Pour une dose de capitalisation dans nos retraites

Erwann Tison, Dominique Calmels, Damien Verdier, Pierre Brajeux
Profitons du creux démographique de 2028 pour sauver notre système de retraite

Notre système de retraite par répartition est à bout de souffle, principalement pour des raisons démographiques. En plus de prélever de plus en plus de richesses sur les salariés en activité, notre système organise la paupérisation à venir des prochains retraités. Les cotisants actuels se retrouvent donc condamnés à une double peine : leur pouvoir d’achat actuel stagne et leurs pensions sont amenées à diminuer quand ils seront retraités.
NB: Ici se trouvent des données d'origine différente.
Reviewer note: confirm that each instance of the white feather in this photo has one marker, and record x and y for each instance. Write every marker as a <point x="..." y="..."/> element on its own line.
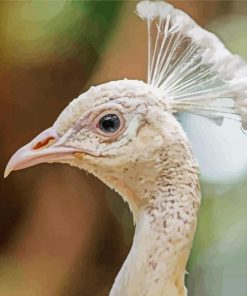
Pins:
<point x="192" y="66"/>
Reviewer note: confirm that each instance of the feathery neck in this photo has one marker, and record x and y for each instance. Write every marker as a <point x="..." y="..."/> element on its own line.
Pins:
<point x="165" y="210"/>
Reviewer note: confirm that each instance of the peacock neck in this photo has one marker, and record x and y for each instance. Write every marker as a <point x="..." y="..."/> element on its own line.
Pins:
<point x="165" y="227"/>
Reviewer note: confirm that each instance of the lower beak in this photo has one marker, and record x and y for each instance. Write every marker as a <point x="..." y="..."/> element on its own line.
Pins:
<point x="46" y="147"/>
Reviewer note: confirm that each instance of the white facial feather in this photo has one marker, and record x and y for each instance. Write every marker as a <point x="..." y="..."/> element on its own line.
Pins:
<point x="191" y="65"/>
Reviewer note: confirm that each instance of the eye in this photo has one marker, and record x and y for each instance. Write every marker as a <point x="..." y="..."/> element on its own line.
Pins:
<point x="109" y="123"/>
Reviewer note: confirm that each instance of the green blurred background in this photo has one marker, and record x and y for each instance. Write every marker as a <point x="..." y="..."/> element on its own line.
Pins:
<point x="63" y="232"/>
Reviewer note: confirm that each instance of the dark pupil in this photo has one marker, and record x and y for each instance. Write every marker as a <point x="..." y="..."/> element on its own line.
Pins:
<point x="109" y="123"/>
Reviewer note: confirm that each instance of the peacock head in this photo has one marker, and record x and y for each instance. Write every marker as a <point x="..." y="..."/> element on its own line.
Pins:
<point x="113" y="130"/>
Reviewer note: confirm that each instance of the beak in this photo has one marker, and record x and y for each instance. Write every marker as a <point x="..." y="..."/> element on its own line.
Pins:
<point x="46" y="147"/>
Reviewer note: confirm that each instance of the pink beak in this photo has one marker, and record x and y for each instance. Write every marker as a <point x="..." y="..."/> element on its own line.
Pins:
<point x="46" y="147"/>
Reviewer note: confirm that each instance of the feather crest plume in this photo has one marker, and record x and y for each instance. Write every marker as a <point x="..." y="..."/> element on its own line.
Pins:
<point x="192" y="66"/>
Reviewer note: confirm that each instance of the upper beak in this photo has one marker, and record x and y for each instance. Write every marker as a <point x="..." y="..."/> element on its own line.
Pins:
<point x="46" y="147"/>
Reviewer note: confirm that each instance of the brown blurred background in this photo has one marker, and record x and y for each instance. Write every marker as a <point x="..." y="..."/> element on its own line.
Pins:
<point x="62" y="232"/>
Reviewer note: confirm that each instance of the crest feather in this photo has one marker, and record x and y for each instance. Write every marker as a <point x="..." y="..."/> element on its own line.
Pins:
<point x="192" y="66"/>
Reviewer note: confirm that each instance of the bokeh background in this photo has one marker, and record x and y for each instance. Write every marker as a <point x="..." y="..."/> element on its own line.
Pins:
<point x="63" y="232"/>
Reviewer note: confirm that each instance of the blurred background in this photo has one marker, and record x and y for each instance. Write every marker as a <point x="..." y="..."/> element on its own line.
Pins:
<point x="62" y="232"/>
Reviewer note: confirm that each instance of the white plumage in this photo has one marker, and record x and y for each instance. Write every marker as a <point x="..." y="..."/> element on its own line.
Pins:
<point x="124" y="132"/>
<point x="191" y="65"/>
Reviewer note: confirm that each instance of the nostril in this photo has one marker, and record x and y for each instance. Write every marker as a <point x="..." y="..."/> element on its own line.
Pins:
<point x="43" y="143"/>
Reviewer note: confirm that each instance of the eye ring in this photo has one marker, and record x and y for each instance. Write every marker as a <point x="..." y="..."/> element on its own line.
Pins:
<point x="109" y="123"/>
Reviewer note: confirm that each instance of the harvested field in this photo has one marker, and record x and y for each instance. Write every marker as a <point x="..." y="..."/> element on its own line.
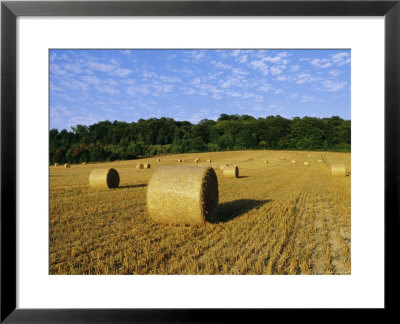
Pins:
<point x="276" y="218"/>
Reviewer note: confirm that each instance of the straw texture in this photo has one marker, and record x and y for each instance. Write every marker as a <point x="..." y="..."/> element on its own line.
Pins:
<point x="182" y="195"/>
<point x="223" y="166"/>
<point x="231" y="171"/>
<point x="104" y="178"/>
<point x="338" y="170"/>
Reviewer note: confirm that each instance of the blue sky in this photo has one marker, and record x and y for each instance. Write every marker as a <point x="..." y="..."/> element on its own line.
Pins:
<point x="88" y="86"/>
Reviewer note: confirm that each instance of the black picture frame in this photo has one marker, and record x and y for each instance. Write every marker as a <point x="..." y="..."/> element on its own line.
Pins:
<point x="10" y="10"/>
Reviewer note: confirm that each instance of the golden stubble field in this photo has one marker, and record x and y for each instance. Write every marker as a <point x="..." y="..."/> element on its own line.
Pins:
<point x="276" y="218"/>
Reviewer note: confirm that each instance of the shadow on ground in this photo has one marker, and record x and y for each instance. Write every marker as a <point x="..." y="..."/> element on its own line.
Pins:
<point x="134" y="186"/>
<point x="233" y="209"/>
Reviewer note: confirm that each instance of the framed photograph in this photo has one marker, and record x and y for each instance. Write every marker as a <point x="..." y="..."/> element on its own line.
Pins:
<point x="197" y="160"/>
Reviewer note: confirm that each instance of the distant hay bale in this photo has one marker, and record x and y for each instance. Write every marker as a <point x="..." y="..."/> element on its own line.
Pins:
<point x="338" y="170"/>
<point x="231" y="171"/>
<point x="104" y="178"/>
<point x="223" y="166"/>
<point x="182" y="195"/>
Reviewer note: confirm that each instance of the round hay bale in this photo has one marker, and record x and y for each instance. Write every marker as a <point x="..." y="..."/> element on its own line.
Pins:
<point x="231" y="171"/>
<point x="223" y="166"/>
<point x="338" y="170"/>
<point x="104" y="178"/>
<point x="182" y="195"/>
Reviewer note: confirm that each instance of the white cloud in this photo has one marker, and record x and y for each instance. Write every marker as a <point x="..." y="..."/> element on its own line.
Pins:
<point x="341" y="58"/>
<point x="260" y="65"/>
<point x="275" y="70"/>
<point x="107" y="89"/>
<point x="294" y="68"/>
<point x="220" y="65"/>
<point x="332" y="86"/>
<point x="242" y="59"/>
<point x="321" y="63"/>
<point x="306" y="98"/>
<point x="335" y="73"/>
<point x="90" y="79"/>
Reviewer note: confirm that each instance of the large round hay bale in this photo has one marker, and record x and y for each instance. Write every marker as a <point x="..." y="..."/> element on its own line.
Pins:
<point x="104" y="178"/>
<point x="182" y="195"/>
<point x="223" y="166"/>
<point x="231" y="171"/>
<point x="338" y="170"/>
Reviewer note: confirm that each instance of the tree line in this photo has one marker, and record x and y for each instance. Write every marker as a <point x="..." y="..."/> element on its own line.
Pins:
<point x="109" y="141"/>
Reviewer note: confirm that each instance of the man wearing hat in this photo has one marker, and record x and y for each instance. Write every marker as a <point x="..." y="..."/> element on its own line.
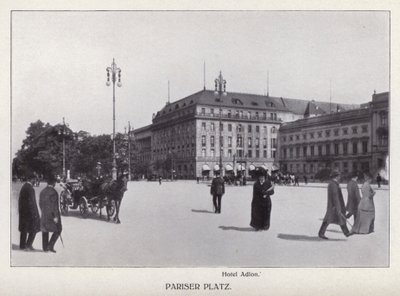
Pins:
<point x="51" y="218"/>
<point x="217" y="190"/>
<point x="29" y="219"/>
<point x="261" y="203"/>
<point x="335" y="212"/>
<point x="353" y="196"/>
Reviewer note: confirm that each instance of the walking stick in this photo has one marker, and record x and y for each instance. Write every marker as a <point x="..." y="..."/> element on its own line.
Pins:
<point x="346" y="220"/>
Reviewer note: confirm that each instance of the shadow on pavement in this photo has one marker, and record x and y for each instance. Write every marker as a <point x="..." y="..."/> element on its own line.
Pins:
<point x="89" y="215"/>
<point x="203" y="211"/>
<point x="300" y="237"/>
<point x="15" y="247"/>
<point x="248" y="229"/>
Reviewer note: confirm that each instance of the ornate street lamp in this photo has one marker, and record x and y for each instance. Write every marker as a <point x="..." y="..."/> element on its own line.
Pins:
<point x="220" y="90"/>
<point x="113" y="71"/>
<point x="63" y="132"/>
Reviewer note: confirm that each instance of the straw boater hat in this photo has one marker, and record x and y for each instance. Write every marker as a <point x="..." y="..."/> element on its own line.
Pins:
<point x="335" y="173"/>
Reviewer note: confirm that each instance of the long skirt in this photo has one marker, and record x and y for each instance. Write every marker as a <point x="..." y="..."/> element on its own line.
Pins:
<point x="364" y="223"/>
<point x="261" y="214"/>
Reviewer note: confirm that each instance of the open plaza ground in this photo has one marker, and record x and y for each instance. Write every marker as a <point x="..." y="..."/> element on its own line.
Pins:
<point x="174" y="225"/>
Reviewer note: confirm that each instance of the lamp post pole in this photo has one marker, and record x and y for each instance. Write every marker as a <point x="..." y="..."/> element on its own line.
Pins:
<point x="63" y="133"/>
<point x="114" y="71"/>
<point x="220" y="90"/>
<point x="129" y="150"/>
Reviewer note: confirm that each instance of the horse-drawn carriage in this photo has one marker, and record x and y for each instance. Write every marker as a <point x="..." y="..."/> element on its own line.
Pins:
<point x="85" y="195"/>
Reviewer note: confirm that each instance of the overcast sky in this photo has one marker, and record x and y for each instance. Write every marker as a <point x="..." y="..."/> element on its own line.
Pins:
<point x="59" y="61"/>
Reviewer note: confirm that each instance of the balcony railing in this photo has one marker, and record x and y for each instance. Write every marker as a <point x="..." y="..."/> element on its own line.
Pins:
<point x="239" y="117"/>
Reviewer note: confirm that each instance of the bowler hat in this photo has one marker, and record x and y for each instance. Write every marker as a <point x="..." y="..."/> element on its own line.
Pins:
<point x="335" y="173"/>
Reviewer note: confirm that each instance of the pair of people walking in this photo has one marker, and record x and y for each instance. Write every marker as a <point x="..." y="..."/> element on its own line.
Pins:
<point x="362" y="209"/>
<point x="30" y="223"/>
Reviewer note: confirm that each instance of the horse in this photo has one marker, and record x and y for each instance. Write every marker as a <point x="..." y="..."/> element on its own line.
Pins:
<point x="114" y="191"/>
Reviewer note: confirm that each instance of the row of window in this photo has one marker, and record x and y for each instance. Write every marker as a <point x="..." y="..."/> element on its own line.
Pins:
<point x="319" y="134"/>
<point x="240" y="153"/>
<point x="239" y="141"/>
<point x="320" y="150"/>
<point x="239" y="127"/>
<point x="314" y="168"/>
<point x="240" y="114"/>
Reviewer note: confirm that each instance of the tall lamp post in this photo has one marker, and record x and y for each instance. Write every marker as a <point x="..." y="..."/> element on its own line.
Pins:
<point x="220" y="90"/>
<point x="63" y="132"/>
<point x="113" y="71"/>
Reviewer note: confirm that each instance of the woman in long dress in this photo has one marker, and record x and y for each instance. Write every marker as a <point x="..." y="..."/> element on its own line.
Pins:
<point x="366" y="209"/>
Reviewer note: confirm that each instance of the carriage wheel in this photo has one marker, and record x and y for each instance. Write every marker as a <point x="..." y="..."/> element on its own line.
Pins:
<point x="64" y="202"/>
<point x="83" y="207"/>
<point x="111" y="208"/>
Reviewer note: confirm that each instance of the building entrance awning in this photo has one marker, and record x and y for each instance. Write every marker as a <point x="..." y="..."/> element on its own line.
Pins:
<point x="206" y="167"/>
<point x="228" y="167"/>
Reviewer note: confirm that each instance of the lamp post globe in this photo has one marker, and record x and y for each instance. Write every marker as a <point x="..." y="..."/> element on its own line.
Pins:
<point x="113" y="73"/>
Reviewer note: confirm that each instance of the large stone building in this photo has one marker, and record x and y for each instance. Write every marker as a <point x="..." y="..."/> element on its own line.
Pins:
<point x="186" y="133"/>
<point x="353" y="140"/>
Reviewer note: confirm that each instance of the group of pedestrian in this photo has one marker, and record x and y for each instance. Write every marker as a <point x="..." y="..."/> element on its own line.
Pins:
<point x="261" y="203"/>
<point x="361" y="207"/>
<point x="30" y="222"/>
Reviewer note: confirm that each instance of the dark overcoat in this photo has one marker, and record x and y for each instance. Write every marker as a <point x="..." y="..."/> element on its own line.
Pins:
<point x="353" y="197"/>
<point x="48" y="202"/>
<point x="216" y="183"/>
<point x="29" y="219"/>
<point x="261" y="205"/>
<point x="335" y="211"/>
Pour juguler cette situation, il nous faut sortir de la logique du 100 % répartition, en ajoutant un pilier capitalisation. Notre proposition est de profiter du creux démographique de 2028 pour ventiler le léger surplus budgétaire de notre système vers une caisse d’épargne collective et individuelle, qui sera chargée de verser des dividendes à tous les salariés cotisants à partir de 2042, moment où la soutenabilité de notre système actuel sera mise à mal. Selon nos estimations, la mise en place d’une épargne productive pour tous les cotisants permettrait de compenser largement la baisse à venir des pensions, de manière totalement indolore pour les contributeurs actuels. La pension moyenne ainsi offerte en surplus à chaque retraité pourrait être de 1310 € par an en 2042, soit l’équivalent d’un treizième mois par bénéficiaire (venant s’ajouter à la pension minimale prévue par le gouvernement) sans demander un effort supplémentaire aux entreprises, aux cotisants ou aux finances publiques.

La création de ce fonds de retraite par capitalisation, pouvant atteindre 565 milliards d’euros d’ici 20 ans, pourrait ainsi offrir une épargne à ceux qui ne peuvent aujourd’hui en constituer, mais également financer en partie l’économie française en augmentant les investissements dans les entreprises. Ce fonds, piloté avec les partenaires sociaux et géré par la BPI, la Caisse des dépôts et des représentants de banquiers et d’assureurs privés, pouvant également servir de réceptacle à la sur-épargne créée pendant la période COVID, devra en revanche être totalement protégé d’autres dépenses, afin que les fruits de sa rentabilité ne servent pas d’autres objectifs que le versement de pensions de retraite. Il ne devra donc en aucune manière être dévoyé pour financer la dette sociale ou d’autres dépenses conjoncturelles. Une inscription dans ce sens dans la Constitution en serait la meilleure garantie.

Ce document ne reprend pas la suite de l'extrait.